Tuesday saw testimony by Colpeltzer’s supervisor, Lt. Sayne Reiter, who testified that he responded to the radio call indicating there was trouble in the property room. Upon his arrival, he said, it was “obvious Quinones was struggling with the officers.”
Reiter testified that Quinones stopped struggling when he entered the room, possibly because he recognized Reiter’s position of authority over the other officers and his ability to grant or rescind inmate privileges, or possibly, as Settgast suggested, he recognized Reiter as someone he could trust.
Reiter said Quinones didn’t appear afraid at the time, but also admitted he didn’t follow up on finding the source of Quinones’ injuries, which included a cut on the head.
A former Benner inmate, Charles DiGiglio, also testified, saying he was sweeping the hallway when the incident occurred.
According to DiGiglio’s testimony, Quinones had attempted to slip some tobacco into his jumpsuit but was caught. When Colpeltzer attempted to pull Quinones’ pant leg up, he lost his balance and hit his face on a table.
The other officers “dumped” Quinones, DiGiglio said, causing him to hit his shoulder off a table and his head off the floor.
In closing arguments, Settgast argued that none of the guards who testified said how Quinones was injured and urged the jury to look at the evidence to find the truth.

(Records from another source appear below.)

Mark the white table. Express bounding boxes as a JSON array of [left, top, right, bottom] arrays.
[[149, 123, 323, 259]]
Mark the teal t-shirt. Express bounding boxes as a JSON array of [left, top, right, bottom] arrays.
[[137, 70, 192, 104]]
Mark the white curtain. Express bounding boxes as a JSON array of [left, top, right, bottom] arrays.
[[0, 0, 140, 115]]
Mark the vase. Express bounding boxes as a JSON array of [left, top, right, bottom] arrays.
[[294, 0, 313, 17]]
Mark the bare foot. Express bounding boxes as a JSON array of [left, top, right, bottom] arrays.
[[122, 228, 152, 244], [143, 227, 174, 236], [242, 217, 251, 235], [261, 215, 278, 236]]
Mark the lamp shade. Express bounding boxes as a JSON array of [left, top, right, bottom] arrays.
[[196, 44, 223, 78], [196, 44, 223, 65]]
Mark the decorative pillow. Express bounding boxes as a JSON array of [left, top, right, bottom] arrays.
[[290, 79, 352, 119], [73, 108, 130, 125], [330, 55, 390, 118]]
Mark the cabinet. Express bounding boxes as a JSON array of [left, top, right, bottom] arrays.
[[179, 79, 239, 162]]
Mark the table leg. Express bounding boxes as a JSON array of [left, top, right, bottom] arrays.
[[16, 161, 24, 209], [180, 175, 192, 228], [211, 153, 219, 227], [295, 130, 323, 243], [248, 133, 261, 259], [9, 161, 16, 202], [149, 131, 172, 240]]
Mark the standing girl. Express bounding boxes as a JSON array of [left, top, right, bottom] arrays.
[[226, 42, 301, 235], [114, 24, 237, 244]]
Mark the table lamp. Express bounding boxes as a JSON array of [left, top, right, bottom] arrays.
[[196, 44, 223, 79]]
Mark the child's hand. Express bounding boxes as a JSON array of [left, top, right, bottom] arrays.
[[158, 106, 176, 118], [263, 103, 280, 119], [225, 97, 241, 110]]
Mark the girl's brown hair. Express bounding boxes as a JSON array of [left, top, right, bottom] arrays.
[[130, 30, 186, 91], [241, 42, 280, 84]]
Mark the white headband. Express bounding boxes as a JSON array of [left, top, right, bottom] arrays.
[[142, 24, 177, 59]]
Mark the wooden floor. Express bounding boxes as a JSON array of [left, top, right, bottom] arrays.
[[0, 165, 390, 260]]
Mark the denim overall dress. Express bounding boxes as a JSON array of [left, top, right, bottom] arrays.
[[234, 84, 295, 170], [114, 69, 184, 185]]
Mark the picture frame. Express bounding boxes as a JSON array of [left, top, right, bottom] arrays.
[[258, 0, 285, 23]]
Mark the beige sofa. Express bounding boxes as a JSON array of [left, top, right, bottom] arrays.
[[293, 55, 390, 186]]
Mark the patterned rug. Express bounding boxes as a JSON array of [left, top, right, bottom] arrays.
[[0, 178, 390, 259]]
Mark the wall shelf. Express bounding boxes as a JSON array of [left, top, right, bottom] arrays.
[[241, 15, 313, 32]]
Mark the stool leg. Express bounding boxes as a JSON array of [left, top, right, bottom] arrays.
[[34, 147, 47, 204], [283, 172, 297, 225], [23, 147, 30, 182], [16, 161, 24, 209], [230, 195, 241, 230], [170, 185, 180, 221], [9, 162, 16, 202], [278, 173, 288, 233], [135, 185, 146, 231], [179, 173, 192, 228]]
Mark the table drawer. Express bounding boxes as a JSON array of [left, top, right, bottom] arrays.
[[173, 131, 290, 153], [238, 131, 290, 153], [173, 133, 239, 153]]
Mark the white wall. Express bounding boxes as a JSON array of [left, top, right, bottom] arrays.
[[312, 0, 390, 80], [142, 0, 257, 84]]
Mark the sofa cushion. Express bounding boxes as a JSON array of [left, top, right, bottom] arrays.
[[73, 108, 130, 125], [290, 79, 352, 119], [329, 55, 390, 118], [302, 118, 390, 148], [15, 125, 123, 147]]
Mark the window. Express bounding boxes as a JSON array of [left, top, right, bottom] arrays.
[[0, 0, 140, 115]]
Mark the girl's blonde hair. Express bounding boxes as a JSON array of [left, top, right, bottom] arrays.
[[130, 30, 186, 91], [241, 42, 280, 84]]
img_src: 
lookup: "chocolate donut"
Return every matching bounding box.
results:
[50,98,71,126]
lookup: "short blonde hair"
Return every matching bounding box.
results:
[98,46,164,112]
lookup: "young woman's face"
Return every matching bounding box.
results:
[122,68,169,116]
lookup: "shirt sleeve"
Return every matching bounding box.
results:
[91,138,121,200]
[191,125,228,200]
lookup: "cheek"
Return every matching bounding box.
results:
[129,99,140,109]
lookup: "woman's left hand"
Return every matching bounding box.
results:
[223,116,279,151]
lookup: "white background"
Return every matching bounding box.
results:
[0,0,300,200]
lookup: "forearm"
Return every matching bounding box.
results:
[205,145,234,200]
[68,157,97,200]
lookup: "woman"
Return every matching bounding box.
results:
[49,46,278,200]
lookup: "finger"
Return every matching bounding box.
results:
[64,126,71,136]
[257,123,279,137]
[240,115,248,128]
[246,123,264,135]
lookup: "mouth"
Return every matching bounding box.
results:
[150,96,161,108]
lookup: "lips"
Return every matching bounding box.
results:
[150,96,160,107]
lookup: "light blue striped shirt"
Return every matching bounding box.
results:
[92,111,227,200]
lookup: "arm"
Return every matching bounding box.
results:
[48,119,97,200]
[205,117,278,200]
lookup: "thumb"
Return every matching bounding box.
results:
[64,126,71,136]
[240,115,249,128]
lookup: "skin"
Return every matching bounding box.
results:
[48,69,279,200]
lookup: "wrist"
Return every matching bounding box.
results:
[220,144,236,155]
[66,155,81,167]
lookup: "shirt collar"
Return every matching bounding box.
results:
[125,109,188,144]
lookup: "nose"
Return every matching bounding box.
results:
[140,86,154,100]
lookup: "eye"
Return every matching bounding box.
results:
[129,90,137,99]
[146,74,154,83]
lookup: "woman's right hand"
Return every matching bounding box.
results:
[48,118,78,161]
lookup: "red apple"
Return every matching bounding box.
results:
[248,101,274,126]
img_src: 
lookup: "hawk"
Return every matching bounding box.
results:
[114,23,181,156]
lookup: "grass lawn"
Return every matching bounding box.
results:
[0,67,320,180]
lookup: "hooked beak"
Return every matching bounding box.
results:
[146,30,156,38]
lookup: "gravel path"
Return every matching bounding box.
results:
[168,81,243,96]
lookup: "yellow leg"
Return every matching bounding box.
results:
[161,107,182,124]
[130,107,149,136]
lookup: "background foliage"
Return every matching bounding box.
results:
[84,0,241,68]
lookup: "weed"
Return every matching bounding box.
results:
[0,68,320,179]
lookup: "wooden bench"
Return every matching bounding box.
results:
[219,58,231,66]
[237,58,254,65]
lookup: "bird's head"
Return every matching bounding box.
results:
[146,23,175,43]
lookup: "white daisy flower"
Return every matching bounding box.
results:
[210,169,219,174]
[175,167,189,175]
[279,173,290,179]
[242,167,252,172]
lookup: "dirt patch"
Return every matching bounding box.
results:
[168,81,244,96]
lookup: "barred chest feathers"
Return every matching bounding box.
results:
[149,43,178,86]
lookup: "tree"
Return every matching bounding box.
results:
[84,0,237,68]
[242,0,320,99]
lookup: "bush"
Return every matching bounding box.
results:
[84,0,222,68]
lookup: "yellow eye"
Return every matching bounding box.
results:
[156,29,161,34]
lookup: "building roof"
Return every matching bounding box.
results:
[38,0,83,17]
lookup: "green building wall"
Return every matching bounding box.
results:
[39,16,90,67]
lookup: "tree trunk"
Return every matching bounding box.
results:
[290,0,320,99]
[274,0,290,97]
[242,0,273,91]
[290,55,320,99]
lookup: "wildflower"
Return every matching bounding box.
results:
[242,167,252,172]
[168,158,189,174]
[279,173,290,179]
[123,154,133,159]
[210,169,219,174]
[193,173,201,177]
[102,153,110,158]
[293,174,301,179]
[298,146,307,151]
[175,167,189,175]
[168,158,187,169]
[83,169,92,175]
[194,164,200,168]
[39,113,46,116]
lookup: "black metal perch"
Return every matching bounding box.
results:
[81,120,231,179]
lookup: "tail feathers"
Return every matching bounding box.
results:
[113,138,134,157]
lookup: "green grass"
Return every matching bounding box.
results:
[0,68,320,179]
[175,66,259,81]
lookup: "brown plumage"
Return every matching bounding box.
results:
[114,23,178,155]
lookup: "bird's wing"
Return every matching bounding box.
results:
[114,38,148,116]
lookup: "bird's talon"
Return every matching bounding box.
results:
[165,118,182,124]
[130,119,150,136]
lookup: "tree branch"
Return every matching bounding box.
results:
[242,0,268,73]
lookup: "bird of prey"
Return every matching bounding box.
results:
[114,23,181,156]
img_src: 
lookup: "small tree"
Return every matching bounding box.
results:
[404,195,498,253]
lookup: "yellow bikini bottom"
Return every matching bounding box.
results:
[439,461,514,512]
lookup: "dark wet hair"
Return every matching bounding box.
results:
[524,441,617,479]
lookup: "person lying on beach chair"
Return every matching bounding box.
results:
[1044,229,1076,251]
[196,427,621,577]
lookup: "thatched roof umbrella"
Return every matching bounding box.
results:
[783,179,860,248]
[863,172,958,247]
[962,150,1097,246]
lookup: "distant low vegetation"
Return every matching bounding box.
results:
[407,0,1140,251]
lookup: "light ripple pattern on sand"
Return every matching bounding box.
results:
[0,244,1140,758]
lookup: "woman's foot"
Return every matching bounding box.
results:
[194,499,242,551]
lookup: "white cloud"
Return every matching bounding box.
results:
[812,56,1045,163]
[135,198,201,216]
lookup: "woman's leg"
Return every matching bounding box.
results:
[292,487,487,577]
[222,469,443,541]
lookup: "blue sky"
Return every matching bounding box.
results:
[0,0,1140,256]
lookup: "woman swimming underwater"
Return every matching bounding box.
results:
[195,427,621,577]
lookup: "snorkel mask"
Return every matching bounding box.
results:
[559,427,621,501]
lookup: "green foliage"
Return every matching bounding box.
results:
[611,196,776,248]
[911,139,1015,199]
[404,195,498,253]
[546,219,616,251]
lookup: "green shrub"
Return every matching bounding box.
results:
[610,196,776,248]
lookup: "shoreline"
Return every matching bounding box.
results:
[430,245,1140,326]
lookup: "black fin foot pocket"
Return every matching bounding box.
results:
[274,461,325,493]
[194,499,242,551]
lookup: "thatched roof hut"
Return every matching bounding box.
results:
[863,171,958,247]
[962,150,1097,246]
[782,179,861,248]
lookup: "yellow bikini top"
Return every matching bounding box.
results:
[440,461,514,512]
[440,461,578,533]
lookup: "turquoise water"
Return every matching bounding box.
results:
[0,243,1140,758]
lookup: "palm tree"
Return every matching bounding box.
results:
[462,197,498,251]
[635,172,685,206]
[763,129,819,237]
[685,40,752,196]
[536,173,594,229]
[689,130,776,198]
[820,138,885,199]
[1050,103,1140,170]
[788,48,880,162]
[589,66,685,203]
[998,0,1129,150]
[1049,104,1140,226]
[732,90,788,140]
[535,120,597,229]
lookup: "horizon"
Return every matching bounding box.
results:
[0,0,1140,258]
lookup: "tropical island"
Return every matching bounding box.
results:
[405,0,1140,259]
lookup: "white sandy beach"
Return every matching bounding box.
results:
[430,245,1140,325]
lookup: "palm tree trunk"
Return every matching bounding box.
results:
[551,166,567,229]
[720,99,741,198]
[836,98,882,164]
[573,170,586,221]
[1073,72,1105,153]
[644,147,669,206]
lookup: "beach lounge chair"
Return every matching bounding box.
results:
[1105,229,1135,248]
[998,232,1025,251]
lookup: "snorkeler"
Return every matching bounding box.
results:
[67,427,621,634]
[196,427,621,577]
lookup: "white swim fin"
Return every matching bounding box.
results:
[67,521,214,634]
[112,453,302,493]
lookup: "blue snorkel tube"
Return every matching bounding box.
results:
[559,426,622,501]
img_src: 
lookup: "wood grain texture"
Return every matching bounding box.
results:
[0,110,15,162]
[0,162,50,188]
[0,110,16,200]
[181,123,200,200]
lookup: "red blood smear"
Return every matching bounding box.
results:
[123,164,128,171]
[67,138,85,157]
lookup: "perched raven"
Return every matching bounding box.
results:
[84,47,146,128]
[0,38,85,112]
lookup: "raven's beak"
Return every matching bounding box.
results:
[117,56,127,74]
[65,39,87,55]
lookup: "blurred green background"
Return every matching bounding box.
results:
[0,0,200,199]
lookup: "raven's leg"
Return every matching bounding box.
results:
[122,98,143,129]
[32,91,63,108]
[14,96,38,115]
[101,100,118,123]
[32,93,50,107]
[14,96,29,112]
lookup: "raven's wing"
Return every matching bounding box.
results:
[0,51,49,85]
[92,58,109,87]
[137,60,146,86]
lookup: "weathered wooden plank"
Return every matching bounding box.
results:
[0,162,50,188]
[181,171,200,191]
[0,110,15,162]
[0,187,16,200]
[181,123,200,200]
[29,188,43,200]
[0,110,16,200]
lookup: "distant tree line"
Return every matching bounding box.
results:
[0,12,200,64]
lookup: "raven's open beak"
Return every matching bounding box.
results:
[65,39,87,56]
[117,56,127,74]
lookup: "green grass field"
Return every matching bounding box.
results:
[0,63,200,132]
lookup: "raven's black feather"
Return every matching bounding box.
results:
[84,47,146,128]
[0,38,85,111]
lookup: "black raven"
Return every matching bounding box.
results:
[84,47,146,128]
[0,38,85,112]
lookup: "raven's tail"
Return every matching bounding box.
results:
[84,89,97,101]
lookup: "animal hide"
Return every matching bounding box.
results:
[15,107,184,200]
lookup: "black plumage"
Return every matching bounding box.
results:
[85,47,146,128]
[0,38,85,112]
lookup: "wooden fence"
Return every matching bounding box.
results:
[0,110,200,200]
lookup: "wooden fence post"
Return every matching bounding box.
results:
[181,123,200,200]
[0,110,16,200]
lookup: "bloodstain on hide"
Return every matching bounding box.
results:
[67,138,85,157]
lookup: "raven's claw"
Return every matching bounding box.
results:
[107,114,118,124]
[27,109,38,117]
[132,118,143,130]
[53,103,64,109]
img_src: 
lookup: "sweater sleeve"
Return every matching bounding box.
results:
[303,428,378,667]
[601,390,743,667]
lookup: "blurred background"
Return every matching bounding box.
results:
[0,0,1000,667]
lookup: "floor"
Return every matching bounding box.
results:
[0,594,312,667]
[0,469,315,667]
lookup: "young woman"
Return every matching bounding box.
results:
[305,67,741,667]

Assistant District Attorney Jessica Lathrop argued that the law and Department of Corrections policy allows force in their work, adding that DiGiglio’s testimony was not credible.
The jury returned a not-guilty verdict to both the charges of aggravated assault and simple assault.
Settgast said this is the third inmate he’s defended that has been found not guilty of the charges brought against him.
“Both myself and my client are pleased with this outcome,” he said. “I’m glad the jury was able to look at the evidence and didn’t judge (Quinones) just as an inmate.”